Les lueurs vinrent se dissiper lentement autour de sa paume, la ramenant progressivement à son état normal tandis qu’elle glissait hors du bras de la demoiselle, laissant sa peau immaculée de toute blessure.

« Ta manière de faire ton Kai n’est pas mauvaise en soi. Tu as déjà compris que pour faire revenir ton chakra à son état d’origine, il faudrait le ramener à la raison par toi-même ; entre autres, lui faire une piqûre de rappel. Mais ton chakra est beaucoup trop diffus et tu en utilises trop à la fois, il me semble. Si tu avais continué comme ça, tes tenketsus auraient pu en souffrir. »

Sa voix se fit douce au rythme de leur échange, tentant de lui exposer les contraintes et dangers de ce à quoi elle s’afférait sans pour autant éveiller chez elle une quelconque panique ; s’il avait été à même d’effacer ces meurtrissures, aussi légères qu’elles furent, cela trahissait sans nul doute l’inquiétude dérisoire qu’elle devait leur porter. Mais mieux valait prévenir que guérir, après tout. La main qui avait délivré son avant-bras de son emprise vint se placer à ses côtés, tandis que sa consœur vint relever le pan de tissus qui voilaient sa peau légèrement tannée à la vue de Fûka. Et tandis que les rayons du soleil continuaient à abreuver la salle de leurs rayons chaleureux, Aditya poursuivit ses explications.

« Lorsque tu fais usage de ton chakra, tu fais forcément appel à l’un de tes tenketsus ; ces petits « trous » qui permettent à ton flux de s’extirper au-delà de ton corps – et par extension de ton système circulatoire – d’une quelconque manière. Et s’ils sont un point de sortie, ils peuvent aussi être un point de sortie. »
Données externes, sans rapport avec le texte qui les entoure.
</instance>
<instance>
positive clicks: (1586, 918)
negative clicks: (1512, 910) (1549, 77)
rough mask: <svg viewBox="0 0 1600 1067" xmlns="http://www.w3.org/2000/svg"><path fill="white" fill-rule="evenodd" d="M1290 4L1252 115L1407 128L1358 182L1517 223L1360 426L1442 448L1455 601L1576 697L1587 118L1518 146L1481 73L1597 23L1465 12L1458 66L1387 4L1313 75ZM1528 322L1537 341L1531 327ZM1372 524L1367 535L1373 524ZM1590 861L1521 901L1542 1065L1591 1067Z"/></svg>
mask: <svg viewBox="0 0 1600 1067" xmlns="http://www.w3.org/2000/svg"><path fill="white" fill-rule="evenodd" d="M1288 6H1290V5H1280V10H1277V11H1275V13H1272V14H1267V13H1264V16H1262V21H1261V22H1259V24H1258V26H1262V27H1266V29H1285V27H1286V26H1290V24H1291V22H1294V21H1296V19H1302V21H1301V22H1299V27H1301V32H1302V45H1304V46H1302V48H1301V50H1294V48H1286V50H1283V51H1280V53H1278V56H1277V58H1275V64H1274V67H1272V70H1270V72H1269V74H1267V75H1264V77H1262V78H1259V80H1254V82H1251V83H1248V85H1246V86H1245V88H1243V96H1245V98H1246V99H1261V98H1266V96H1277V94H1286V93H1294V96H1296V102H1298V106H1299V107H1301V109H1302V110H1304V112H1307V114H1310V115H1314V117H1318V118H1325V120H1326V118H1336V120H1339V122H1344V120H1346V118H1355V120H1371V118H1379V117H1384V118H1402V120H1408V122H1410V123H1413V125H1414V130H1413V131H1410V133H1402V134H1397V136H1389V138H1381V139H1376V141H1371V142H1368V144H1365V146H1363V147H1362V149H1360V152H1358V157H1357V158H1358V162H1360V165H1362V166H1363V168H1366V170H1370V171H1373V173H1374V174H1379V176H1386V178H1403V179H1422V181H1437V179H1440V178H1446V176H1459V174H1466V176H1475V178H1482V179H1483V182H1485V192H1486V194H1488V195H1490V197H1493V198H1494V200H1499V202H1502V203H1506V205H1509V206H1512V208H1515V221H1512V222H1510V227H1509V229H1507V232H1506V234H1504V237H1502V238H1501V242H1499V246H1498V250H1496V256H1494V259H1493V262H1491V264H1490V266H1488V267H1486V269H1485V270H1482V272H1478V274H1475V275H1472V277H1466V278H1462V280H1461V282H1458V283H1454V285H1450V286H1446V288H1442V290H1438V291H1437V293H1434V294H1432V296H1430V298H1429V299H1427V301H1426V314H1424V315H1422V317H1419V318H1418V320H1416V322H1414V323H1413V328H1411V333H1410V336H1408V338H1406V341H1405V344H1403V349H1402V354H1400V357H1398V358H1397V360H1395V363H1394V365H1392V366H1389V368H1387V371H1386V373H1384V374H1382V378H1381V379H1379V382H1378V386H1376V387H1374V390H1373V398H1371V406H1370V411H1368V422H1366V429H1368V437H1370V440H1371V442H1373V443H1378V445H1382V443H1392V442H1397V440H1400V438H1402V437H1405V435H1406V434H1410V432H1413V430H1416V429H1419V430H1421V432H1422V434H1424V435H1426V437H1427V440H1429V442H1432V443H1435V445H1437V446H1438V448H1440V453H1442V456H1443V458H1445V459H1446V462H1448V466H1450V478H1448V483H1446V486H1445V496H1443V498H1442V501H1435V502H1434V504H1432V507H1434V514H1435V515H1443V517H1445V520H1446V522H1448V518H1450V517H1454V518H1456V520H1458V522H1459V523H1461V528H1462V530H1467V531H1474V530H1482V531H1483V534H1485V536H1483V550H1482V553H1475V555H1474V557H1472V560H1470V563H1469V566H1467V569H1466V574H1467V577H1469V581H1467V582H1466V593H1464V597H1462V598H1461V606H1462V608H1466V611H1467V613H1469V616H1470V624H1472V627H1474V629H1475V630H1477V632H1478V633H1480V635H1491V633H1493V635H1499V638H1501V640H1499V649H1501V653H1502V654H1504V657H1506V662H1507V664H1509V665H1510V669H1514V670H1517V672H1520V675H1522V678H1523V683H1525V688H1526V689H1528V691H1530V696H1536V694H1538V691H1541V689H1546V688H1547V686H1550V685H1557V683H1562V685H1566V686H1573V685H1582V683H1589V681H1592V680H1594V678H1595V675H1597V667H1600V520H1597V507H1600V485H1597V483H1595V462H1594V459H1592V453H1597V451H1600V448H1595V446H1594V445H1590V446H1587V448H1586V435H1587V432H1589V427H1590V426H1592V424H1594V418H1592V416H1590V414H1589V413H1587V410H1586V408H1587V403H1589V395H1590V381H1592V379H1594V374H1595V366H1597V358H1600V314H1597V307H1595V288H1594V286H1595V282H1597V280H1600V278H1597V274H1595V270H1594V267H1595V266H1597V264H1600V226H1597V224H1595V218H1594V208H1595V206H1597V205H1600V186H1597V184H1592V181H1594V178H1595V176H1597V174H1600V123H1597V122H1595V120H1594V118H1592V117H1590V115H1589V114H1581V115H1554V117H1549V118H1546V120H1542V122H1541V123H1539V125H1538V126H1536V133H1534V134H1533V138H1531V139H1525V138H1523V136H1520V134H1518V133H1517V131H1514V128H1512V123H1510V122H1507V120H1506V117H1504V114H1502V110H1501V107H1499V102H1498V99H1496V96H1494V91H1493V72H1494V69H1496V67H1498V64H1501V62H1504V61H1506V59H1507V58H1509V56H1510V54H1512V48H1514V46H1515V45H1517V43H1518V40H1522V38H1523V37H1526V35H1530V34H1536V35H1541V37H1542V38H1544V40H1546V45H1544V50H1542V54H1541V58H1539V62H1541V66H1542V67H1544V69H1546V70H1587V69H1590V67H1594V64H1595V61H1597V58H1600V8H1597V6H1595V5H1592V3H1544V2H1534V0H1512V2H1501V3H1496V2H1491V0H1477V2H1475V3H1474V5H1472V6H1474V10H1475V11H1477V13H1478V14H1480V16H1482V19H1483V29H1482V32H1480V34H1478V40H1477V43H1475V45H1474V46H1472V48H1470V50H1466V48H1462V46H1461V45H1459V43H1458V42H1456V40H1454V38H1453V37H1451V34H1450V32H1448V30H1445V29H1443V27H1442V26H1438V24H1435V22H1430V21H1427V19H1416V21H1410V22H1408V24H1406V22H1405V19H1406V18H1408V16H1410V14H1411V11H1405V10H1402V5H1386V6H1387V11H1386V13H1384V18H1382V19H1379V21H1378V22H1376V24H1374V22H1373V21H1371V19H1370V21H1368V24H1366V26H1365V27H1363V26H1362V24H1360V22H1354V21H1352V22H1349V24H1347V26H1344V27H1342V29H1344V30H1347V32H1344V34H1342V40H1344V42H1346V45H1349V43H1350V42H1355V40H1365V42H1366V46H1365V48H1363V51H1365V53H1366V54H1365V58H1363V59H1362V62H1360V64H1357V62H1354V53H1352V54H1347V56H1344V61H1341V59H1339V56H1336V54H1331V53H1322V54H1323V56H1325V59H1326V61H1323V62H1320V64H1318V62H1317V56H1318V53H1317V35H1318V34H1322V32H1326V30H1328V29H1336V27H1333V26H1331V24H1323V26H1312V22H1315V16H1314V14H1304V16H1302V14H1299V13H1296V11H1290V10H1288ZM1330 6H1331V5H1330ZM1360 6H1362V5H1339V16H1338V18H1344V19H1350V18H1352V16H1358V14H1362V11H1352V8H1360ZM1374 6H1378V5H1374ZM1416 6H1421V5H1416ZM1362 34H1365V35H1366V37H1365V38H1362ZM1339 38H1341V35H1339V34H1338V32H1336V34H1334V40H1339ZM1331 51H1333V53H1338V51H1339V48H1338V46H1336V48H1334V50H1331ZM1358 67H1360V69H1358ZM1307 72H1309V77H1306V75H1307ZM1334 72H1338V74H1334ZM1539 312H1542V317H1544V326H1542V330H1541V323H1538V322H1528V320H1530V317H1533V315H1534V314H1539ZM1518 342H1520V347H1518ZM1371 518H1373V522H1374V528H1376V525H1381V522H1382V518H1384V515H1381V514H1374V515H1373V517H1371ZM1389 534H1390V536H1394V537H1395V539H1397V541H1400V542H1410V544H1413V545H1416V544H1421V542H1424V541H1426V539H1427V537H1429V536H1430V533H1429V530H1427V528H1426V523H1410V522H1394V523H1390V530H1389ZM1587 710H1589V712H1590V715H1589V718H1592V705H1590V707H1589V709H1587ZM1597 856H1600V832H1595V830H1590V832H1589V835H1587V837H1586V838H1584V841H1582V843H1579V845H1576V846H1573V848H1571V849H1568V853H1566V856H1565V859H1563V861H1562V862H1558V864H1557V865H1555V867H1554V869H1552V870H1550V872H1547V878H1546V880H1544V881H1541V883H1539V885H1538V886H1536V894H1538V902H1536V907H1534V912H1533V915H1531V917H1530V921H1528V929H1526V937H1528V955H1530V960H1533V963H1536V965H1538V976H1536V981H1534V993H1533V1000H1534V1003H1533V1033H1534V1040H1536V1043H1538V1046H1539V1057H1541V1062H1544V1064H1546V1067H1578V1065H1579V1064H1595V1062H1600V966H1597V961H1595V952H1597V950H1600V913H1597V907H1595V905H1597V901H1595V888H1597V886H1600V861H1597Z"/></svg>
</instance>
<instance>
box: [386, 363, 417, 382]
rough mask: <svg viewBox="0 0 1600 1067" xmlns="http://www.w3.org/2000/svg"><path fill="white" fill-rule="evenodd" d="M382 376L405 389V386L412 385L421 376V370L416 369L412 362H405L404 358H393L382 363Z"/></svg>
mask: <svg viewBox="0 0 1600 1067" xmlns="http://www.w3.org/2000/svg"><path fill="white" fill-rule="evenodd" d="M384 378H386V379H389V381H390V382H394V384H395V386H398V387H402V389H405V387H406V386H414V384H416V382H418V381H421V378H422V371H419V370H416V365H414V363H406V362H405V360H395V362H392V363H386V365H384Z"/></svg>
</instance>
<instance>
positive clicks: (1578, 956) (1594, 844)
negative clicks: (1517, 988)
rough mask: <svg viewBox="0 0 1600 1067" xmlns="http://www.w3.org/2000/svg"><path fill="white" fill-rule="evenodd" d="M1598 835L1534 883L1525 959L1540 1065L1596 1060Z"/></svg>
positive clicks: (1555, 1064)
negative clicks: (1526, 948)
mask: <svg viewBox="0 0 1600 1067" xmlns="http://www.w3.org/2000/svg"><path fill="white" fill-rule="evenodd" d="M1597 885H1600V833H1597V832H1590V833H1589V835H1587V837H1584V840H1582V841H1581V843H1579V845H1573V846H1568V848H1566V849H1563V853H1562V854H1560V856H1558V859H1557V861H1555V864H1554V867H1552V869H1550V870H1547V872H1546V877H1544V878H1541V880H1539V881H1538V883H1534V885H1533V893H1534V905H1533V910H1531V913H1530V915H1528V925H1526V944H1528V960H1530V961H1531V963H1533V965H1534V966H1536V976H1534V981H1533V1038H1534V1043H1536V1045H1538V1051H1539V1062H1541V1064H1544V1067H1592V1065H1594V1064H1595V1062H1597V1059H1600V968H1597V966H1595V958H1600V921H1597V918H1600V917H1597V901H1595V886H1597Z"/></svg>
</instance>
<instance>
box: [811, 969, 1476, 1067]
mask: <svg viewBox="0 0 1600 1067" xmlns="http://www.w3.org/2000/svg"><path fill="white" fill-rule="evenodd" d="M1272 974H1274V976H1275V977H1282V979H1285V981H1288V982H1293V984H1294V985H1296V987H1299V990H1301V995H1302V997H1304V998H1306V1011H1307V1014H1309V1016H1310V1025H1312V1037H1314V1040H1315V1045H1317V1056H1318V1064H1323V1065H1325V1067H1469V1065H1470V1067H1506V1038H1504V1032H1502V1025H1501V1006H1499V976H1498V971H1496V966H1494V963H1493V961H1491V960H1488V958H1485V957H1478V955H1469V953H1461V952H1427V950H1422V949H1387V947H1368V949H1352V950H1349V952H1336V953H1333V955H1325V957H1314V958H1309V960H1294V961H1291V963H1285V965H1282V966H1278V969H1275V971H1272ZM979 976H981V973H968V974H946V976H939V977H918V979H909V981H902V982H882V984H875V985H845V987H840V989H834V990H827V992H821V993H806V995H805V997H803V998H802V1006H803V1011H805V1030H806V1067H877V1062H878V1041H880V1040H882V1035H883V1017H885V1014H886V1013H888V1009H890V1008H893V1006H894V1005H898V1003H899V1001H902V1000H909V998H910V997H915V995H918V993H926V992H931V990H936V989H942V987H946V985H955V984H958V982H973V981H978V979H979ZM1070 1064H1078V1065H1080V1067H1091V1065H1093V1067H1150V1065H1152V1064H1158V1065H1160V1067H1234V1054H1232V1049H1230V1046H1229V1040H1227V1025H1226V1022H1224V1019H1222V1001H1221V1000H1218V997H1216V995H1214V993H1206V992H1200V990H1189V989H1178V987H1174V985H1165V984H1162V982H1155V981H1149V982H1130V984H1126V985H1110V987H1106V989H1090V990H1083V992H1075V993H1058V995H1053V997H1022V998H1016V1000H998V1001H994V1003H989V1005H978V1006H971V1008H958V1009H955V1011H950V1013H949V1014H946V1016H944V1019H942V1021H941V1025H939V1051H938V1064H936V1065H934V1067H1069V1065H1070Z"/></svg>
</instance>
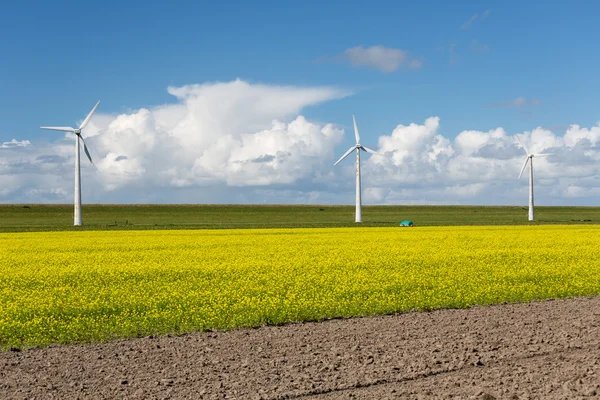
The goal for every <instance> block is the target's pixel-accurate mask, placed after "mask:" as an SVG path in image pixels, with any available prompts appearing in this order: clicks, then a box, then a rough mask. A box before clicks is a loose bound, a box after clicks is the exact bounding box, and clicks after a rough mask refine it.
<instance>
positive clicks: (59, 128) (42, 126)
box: [40, 126, 75, 132]
mask: <svg viewBox="0 0 600 400" xmlns="http://www.w3.org/2000/svg"><path fill="white" fill-rule="evenodd" d="M40 128H41V129H48V130H50V131H61V132H75V128H71V127H68V126H40Z"/></svg>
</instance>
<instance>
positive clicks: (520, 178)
mask: <svg viewBox="0 0 600 400" xmlns="http://www.w3.org/2000/svg"><path fill="white" fill-rule="evenodd" d="M528 162H529V157H527V158H526V159H525V164H523V168H521V173H520V174H519V178H518V179H521V175H523V171H525V167H527V163H528Z"/></svg>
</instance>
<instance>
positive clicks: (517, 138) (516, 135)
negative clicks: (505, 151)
mask: <svg viewBox="0 0 600 400" xmlns="http://www.w3.org/2000/svg"><path fill="white" fill-rule="evenodd" d="M515 136H516V137H517V140H518V141H519V143H520V144H521V146H522V147H523V150H525V153H527V155H529V150H527V147H525V145H524V144H523V142H521V139H520V138H519V135H515Z"/></svg>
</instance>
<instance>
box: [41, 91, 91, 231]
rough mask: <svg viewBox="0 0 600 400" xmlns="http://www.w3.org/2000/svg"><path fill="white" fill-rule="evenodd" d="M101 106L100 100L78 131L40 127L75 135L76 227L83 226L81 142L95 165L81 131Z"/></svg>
mask: <svg viewBox="0 0 600 400" xmlns="http://www.w3.org/2000/svg"><path fill="white" fill-rule="evenodd" d="M99 104H100V100H98V102H97V103H96V105H95V106H94V108H92V111H90V113H89V114H88V116H87V117H86V118H85V119H84V120H83V122H82V123H81V125H80V126H79V128H77V129H75V128H71V127H68V126H40V128H42V129H49V130H51V131H62V132H72V133H74V134H75V213H74V214H73V219H74V223H73V225H75V226H80V225H82V222H81V166H80V162H79V141H80V140H81V141H82V142H83V150H85V154H86V155H87V156H88V159H89V160H90V162H91V163H92V165H93V164H94V162H93V161H92V157H91V156H90V152H89V151H88V149H87V146H86V145H85V140H83V136H81V131H82V130H83V128H85V127H86V125H87V124H88V122H90V119H92V115H94V112H95V111H96V108H98V105H99Z"/></svg>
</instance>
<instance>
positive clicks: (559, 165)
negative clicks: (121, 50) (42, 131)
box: [0, 80, 600, 205]
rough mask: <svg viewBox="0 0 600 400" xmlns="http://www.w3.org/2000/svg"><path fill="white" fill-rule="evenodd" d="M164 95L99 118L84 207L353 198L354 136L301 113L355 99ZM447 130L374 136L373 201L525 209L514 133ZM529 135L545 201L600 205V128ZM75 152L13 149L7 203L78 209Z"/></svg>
mask: <svg viewBox="0 0 600 400" xmlns="http://www.w3.org/2000/svg"><path fill="white" fill-rule="evenodd" d="M168 90H169V93H170V94H172V95H173V98H174V103H173V104H166V105H162V106H158V107H154V108H151V109H140V110H136V111H134V112H131V113H126V114H121V115H106V114H98V115H96V116H95V117H94V118H93V119H92V121H91V122H90V124H89V125H88V127H87V128H86V130H85V131H84V136H85V137H86V141H87V143H88V147H89V148H90V151H91V154H92V157H93V158H94V161H95V163H96V166H97V167H93V166H91V165H90V164H89V163H87V160H86V159H83V160H82V174H83V199H84V203H312V204H326V203H336V204H353V201H354V179H353V175H354V165H353V162H352V161H347V160H345V161H344V162H342V163H340V164H338V166H336V167H333V163H334V162H335V160H336V159H337V158H338V157H339V156H340V155H341V154H342V153H343V151H344V150H345V146H343V145H342V143H341V142H342V140H343V137H344V130H343V129H341V128H340V127H339V126H337V125H335V124H333V123H327V122H318V121H310V120H308V119H307V118H305V117H304V116H303V115H302V114H301V113H302V110H304V109H305V108H306V107H310V106H315V105H318V104H320V103H322V102H325V101H332V100H335V99H338V98H341V97H344V96H346V95H348V93H347V92H345V91H342V90H340V89H336V88H329V87H312V88H311V87H309V88H302V87H291V86H271V85H257V84H250V83H247V82H244V81H240V80H236V81H233V82H227V83H210V84H203V85H187V86H182V87H171V88H169V89H168ZM440 124H441V121H440V119H439V118H438V117H430V118H428V119H426V120H425V121H424V122H422V123H411V124H408V125H402V124H401V125H398V126H397V127H396V128H395V129H394V130H393V131H392V132H391V133H390V134H389V135H383V136H380V137H379V138H368V137H365V138H364V141H365V143H367V144H374V143H378V147H377V148H376V149H375V150H377V151H378V152H380V153H382V154H383V155H381V156H379V155H372V156H366V157H365V158H363V160H364V161H363V169H362V171H363V198H364V200H365V203H366V204H526V202H527V180H526V179H522V180H521V181H518V180H517V176H518V174H519V171H520V167H521V166H522V163H523V160H524V157H525V153H524V151H523V149H522V148H521V147H520V145H519V144H518V141H517V140H516V138H515V136H514V134H512V135H511V134H508V133H507V132H506V131H505V130H504V129H502V128H496V129H492V130H489V131H485V132H482V131H474V130H467V131H463V132H460V133H459V134H458V135H456V137H454V138H450V137H445V136H444V135H442V134H441V132H440ZM346 133H347V134H348V135H352V134H353V133H352V129H351V128H350V130H349V131H348V132H346ZM522 134H523V136H522V139H523V140H524V142H525V144H526V145H527V146H528V147H529V148H530V150H531V151H532V152H548V153H553V155H552V156H549V157H546V158H541V159H535V160H534V171H535V179H536V186H535V187H536V199H537V200H536V201H537V204H539V205H555V204H574V205H575V204H578V205H597V203H598V202H597V196H598V194H599V192H600V189H599V188H600V123H599V124H598V125H597V126H593V127H591V128H585V127H581V126H578V125H571V126H570V127H568V128H567V129H566V131H564V132H561V133H557V134H555V133H553V132H551V131H550V130H548V129H544V128H536V129H533V130H532V131H528V132H523V133H522ZM73 146H74V141H73V137H72V135H66V136H64V137H63V138H61V139H58V140H55V141H49V142H42V141H39V140H38V141H33V140H32V141H31V143H30V141H28V140H17V139H14V140H13V141H11V142H7V143H4V144H3V145H2V147H1V148H0V188H1V189H0V202H4V203H36V202H52V203H70V202H72V193H73V162H74V155H73V153H74V152H73ZM370 147H375V146H370Z"/></svg>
Sans un mot de plus, l’ascèse laissa son chakra s’éveiller autour de son avant-bras au-travers de légères diffusions, tout juste assez pour être visibles à l’œil nu mais tout de même peu concentrées, afin que l’on puisse déterminer d’où son flux provenait sans que ces points soient dissimulés derrière ce voile opaque.

« C’est pour cela qu’il est bien plus facile de rompre une illusion lorsque l’on sait piquer notre propre corps. Tu peux essayer, si tu le veux. Si tu ne concentre pas trop ton chakra et que tu le laisse s’évaporer au-delà de ta peau, tu devrais être en mesure de les voir par toi-même. Et si jamais tu maîtrises quelques illusions, tu peux tout aussi bien en user d’une sur moi, ce serait sûrement la meilleure manière de te montrer comment l’on procède dans ces cas-là. », glissa-t-il à son attention, un air serein trônant sur son visage.